A Year of Consolidating Realities, Not Producing Transformations

Lebanon enters 2026 in a phase characterized more by the consolidation of existing realities than by the production of transformative change. The capacity to impose clear trajectories remains limited, while the decisions taken in 2025 have placed the country before practical tests whose political and executive components have yet to be fully completed.

The core files-the arms dossier, the southern front, relations with Syria, and the electoral milestone-can no longer be managed in isolation. Any disruption in one will immediately reverberate across the others, narrowing the margin for maneuver and reducing the effectiveness of postponement strategies. In this context, the most likely course in 2026 appears to be one of long-term containment, premised on preventing explosion without the ability to reach a comprehensive settlement.

The electoral milestone reflects this reality more than it shapes it. Holding elections on schedule may entrench the existing balance of power, while postponement would open the door to an additional constitutional crisis. In both scenarios, the elections remain closely tied to the trajectory of the arms issue and sovereign stability, rather than constituting an autonomous choice.

In sum, 2026 is set to be a year of risk management rather than solutions. The success of the state will not be measured by its capacity for decisiveness, but by its ability to prevent the convergence of crises at a single moment and to preserve a minimum level of institutional cohesion within an exceptionally fragile domestic and regional environment.

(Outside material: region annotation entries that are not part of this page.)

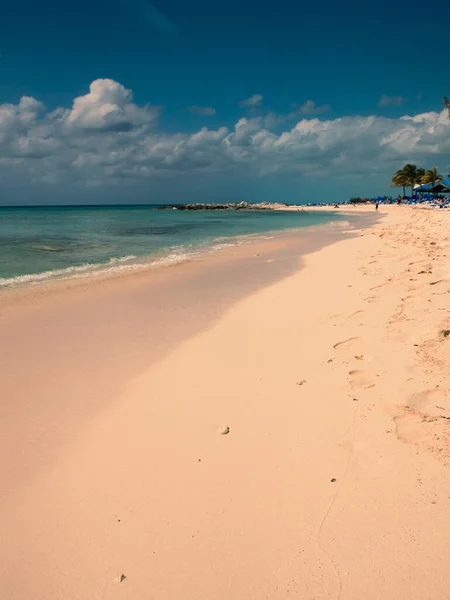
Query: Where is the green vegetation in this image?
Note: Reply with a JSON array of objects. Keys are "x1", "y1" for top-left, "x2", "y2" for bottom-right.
[{"x1": 391, "y1": 164, "x2": 443, "y2": 196}]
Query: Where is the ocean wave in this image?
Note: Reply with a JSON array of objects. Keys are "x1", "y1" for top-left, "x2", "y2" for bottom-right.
[{"x1": 0, "y1": 221, "x2": 350, "y2": 289}]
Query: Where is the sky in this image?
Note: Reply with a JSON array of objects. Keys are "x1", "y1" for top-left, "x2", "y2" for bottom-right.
[{"x1": 0, "y1": 0, "x2": 450, "y2": 204}]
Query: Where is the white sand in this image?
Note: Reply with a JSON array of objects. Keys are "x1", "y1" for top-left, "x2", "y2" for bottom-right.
[{"x1": 0, "y1": 207, "x2": 450, "y2": 600}]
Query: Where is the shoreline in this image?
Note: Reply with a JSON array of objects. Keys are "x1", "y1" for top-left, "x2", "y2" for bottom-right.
[
  {"x1": 0, "y1": 208, "x2": 450, "y2": 600},
  {"x1": 0, "y1": 209, "x2": 368, "y2": 307}
]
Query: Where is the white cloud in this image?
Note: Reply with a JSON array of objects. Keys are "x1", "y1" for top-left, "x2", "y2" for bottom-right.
[
  {"x1": 239, "y1": 94, "x2": 264, "y2": 108},
  {"x1": 293, "y1": 100, "x2": 330, "y2": 115},
  {"x1": 186, "y1": 106, "x2": 216, "y2": 116},
  {"x1": 378, "y1": 94, "x2": 408, "y2": 106},
  {"x1": 0, "y1": 79, "x2": 450, "y2": 186},
  {"x1": 60, "y1": 79, "x2": 158, "y2": 131}
]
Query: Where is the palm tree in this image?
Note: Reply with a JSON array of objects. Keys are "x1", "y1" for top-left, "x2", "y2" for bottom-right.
[
  {"x1": 416, "y1": 167, "x2": 426, "y2": 183},
  {"x1": 391, "y1": 169, "x2": 409, "y2": 196},
  {"x1": 420, "y1": 167, "x2": 444, "y2": 187},
  {"x1": 401, "y1": 164, "x2": 424, "y2": 197}
]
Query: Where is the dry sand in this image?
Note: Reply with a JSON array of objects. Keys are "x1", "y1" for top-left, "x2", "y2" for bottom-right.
[{"x1": 0, "y1": 207, "x2": 450, "y2": 600}]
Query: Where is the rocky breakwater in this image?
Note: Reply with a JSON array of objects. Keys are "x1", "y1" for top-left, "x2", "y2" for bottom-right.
[{"x1": 161, "y1": 202, "x2": 287, "y2": 210}]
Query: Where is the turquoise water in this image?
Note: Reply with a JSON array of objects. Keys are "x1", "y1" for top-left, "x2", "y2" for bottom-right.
[{"x1": 0, "y1": 206, "x2": 342, "y2": 287}]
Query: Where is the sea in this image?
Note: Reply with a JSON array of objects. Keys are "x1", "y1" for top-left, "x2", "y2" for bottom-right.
[{"x1": 0, "y1": 205, "x2": 348, "y2": 288}]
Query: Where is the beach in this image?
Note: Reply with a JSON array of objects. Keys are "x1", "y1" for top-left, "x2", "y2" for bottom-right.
[{"x1": 0, "y1": 206, "x2": 450, "y2": 600}]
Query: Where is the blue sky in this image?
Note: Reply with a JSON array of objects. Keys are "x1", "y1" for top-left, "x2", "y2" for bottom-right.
[{"x1": 0, "y1": 0, "x2": 450, "y2": 202}]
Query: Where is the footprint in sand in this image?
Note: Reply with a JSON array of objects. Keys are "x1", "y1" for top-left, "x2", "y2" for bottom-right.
[
  {"x1": 349, "y1": 369, "x2": 376, "y2": 390},
  {"x1": 333, "y1": 337, "x2": 361, "y2": 350},
  {"x1": 386, "y1": 405, "x2": 450, "y2": 465},
  {"x1": 347, "y1": 309, "x2": 366, "y2": 319}
]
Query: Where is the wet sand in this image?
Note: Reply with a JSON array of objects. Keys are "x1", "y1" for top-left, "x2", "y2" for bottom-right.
[{"x1": 0, "y1": 207, "x2": 450, "y2": 600}]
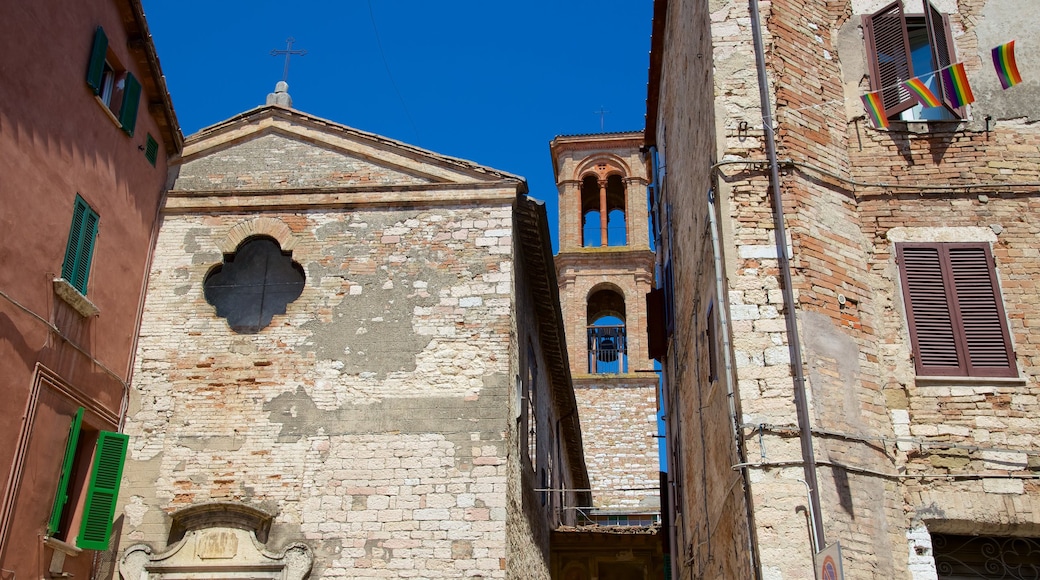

[1] Anadolu Agency – Lebanon: Cabinet tasks the army with a plan to confine weapons to the state before the end of 2025.

[2] Asharq – Lebanon: Government approves the army’s plan to restrict arms to state control.

[3] Al Jazeera Net – What does Lebanon’s appointment of a civilian figure to the “Mechanism” committee signify?

[4] Associated Press – Lebanese president says Hezbollah disarmament will come through dialogue, not “force”.

[5] Reuters – U.S. cancels Washington meetings with Lebanese army chief over remarks on Israel, sources say.

[6] Al-Modon – Haykal’s visit to Paris: French warmth and “containment” as the slogan of the current phase.

[7] Syria TV – Growing concern over remnants of the ousted regime in Lebanon: Will coordination between Damascus and Beirut intensify?

[8] Arabi Post – SDF knocks on Lebanon’s door: Suspicious political moves raise concern in Beirut and fears of reactions from Syria and Turkey.

[9] The New York Times – Ousted and in exile, generals secretly plot an insurgency in Syria.

[10] Lebanese Broadcasting Corporation – Hezbollah supports holding elections on schedule.